The Route and Surveys of the South Magnetic Polar Party, 1908-09 was published in England by the Royal Geographic Society in 1909. The primary contributors of this map are Douglas Mawson, 1882-1958 and Sir Ernest Henry Shackleton, 1874-1922. From October 5th, 1908, to the 2nd of February, 1909, a scientific team that included Douglas Mawson made a journey to the Magnetic South Pole as a part of Ernest Shackleton’s 1907-09 British Antarctic Expedition (Nimrod Expedition). Shackleton was a British polar explorer of Antarctic Exploration and a principal figure of the period known as the Heroic Age; he led three British expeditions to the Antarctic. Mawson was an Australian geologist and explorer who received worldwide acclaim for his explorations in the Antarctic that enabled Australia to claim numerous square miles of the Antarctic continent.
The expedition’s base, labeled “Winter Quarters” on the map was at Cape Royds on Ross Island.
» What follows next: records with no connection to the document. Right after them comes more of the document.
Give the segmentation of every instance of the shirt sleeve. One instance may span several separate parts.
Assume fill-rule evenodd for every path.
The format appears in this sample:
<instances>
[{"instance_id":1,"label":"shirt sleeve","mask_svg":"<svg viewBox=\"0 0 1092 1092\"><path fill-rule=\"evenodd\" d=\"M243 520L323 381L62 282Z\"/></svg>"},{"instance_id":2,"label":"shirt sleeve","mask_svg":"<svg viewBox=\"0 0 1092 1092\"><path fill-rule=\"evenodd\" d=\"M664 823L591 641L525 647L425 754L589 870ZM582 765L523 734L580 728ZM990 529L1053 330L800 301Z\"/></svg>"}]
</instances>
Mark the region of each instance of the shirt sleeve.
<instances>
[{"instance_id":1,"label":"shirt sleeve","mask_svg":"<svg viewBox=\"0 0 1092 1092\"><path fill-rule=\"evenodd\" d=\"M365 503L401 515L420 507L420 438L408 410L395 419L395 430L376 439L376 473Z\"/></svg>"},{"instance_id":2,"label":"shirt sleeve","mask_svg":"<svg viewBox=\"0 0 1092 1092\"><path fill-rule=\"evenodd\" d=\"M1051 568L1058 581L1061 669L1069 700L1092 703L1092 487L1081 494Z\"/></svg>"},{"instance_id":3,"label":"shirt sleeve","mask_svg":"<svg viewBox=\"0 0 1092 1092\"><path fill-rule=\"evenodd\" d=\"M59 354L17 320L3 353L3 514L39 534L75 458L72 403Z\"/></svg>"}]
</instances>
The route taken was known as “The Northern Party,” which extended west from base camp across McMurdo Sound, over the seasonal sea ice, then north along the coast, before turning inland and heading for the Magnetic Pole. The routes shown encompass the areas explored or surveyed along the eastern coast of South Victoria Land, including the routes of three exploring parties- the South Magnetic Pole Party, the Erebus Party and the Western Party. There is some indication of land relief highlighted by spot heights, hachures, contours and bathymetric tint. Mawson was interested in glaciological and geological investigations, and the expedition led him to subsequently publish significant accounts of his observations of the aurora and geomagnetism.
This map illustrates the limited knowledge that existed regarding the Antarctic even into the early twentieth century. Several glaciers are identified on the map, including Ferrar, Davis, Koettlitz, Mawson (on the E coast of Victoria Land and named for Douglas Mawson), Fry and Reeves. The Great Ice Barrier is now called the Ross Ice Shelf and is the largest ice shelf in the world, covering more than 480,000 sq. km. Numerous mountains are identified, with an area labeled “numerous high peaks,” bays and inlets, as well as several islands that include Ross Island, Black Island, Brown Island and White Island. The South Magnetic Polar Party, 1908-09, endured great hardship, but they made a monumental achievement by going further south than any previous expedition–within 97 geographical miles of the South Pole. This map served to build on existing information about the Arctic region with new findings and observations.